Nature Reviews Genetics volume 2pages 353–359 (2001)Cite this article

Key Points

  • DNA-sequence information can, in principle, be retrieved from archaeological and palaeontological remains that are less than 100,000 years old.

  • In most circumstances, only multicopy DNA, such as mitochondrial DNA (mtDNA) and chloroplast DNA, can be retrieved.

  • Extensive control experiments are necessary to ensure that results are not caused by contamination with modern or recent DNA.

  • Human remains are particularly difficult to work with because human DNA is almost ubiquitously present on old specimens and laboratory equipment.

  • Owing to the technical difficulties, not all published results in the field are reliable.

  • Using the techniques for ancient DNA retrieval, zoological and botanical museum collections from the past two centuries are important repositories of molecular genetic information.

  • The biological relationships and history of many Ice Age animals have been clarified using ancient DNA.

  • The mtDNA of Neanderthals has been shown not to be present among contemporary humans.

  • Coprolites represent a source of genetic information about animals and their diet that is often more reliable than bones from the same time period.

  • Cold environments are particularly conducive to DNA preservation.
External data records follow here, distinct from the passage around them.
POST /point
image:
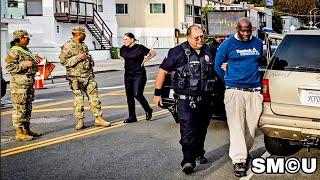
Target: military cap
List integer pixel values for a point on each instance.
(78, 29)
(20, 33)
  • Population studies of extinct animals, plants and Neanderthals are becoming possible.

Abstract

DNA that has been recovered from archaeological and palaeontological remains makes it possible to go back in time and study the genetic relationships of extinct organisms to their contemporary relatives. This provides a new perspective on the evolution of organisms and DNA sequences. However, the field is fraught with technical pitfalls and needs stringent criteria to ensure the reliability of results, particularly when human remains are studied.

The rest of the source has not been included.